Spyware buys legitimacy (or, AdAware sells out its users)

Broadband Report users are fuming (rightfully so) over Lavasoft’s new comfort level with the WhenU program, an adware app that suddenly wasn’t being detected by AdAware. No notice was given, no patch was availble. Oddly, WhenU also cut deals with other spyware removal apps at the same time Lavasoft’s product changed, but Lavasoft has yet to cop to a deal with WhenU.

Their public response hit today, and if Lavasoft thought it had a problem before, the poop storm is in full effect now.

User: cdru
2003-05-14

So it would be ok for Symantec or McAfee to not detect certain viruses because it wasn’t high on their threat assessment chart?

Ad Aware was (notice past tense) a program that removed adware and spyware.

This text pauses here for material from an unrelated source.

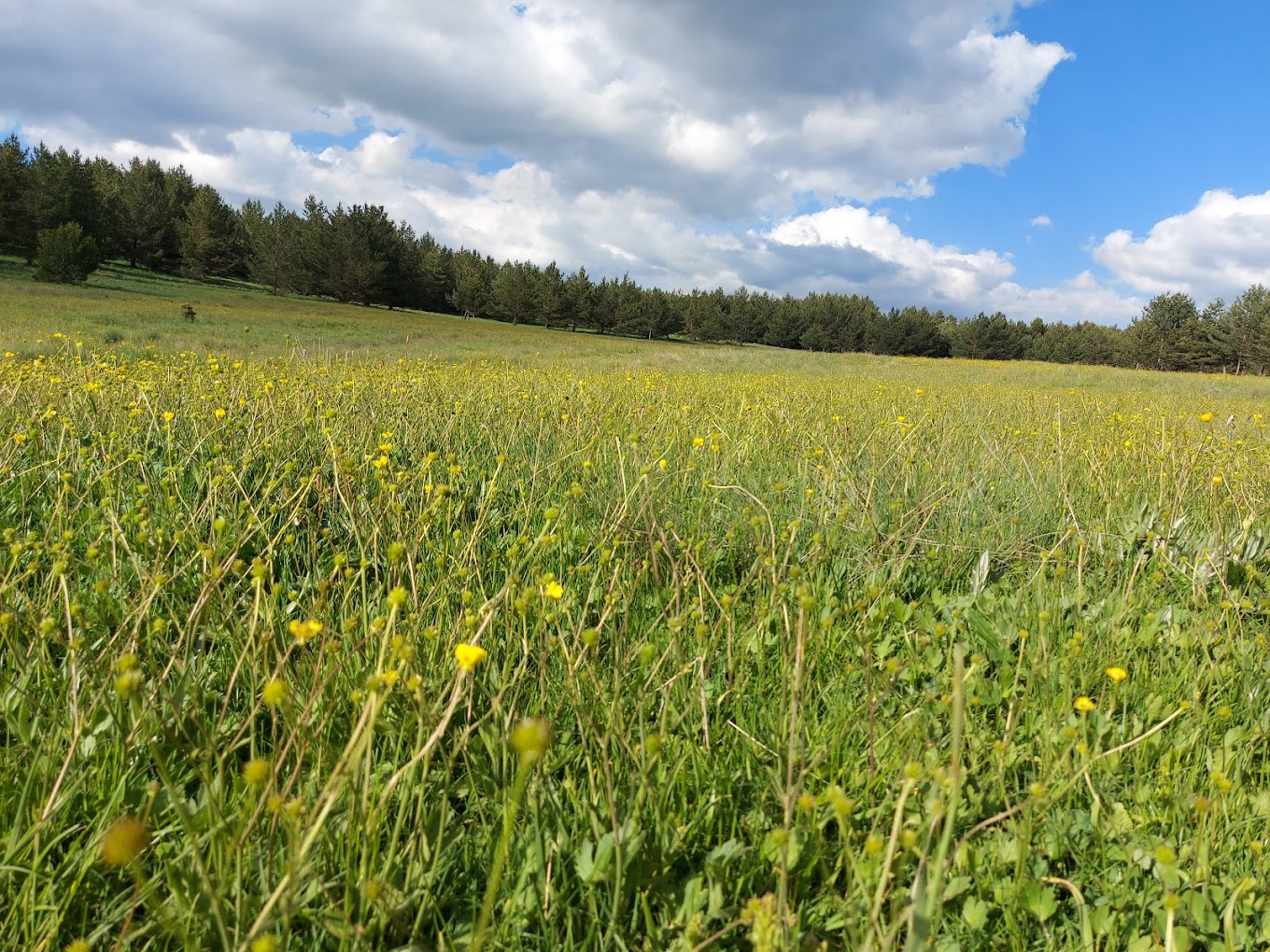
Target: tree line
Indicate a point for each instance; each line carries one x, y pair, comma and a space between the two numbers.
65, 214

When you start removing that functionality because the authors no longer feel that its a threat to your system it defeats the purpose. WhenU is still adware and it’s still installed on infected systems. It doesn’t matter if WhenU is the greatest software serves a useful purpose. It’s still adware.

The fact that Adware has a free version is beside the point. If it wasn’t paying the bills it’s not the public’s problem. Their business method was flawed. When your product is advertised as doing one thing, yet it fails at it, then that is the problem.

Adware simply sold out. From the official response: “The new TAC will not only allow us to retain, but will allow us to add more content, as well as highlight improvements in vendor offerings through a detailed color assessment code that will be more obvious to the user and thus provide better information for their decision making.” (Emphasis added). When changes in adware/spyware goes from being bad for your system to highlighting “improvements in vendor offerings”, something is seriously wrong.

I can’t say it any better. Goodbye Ad Aware; you just gave Microsoft a huge void to fill.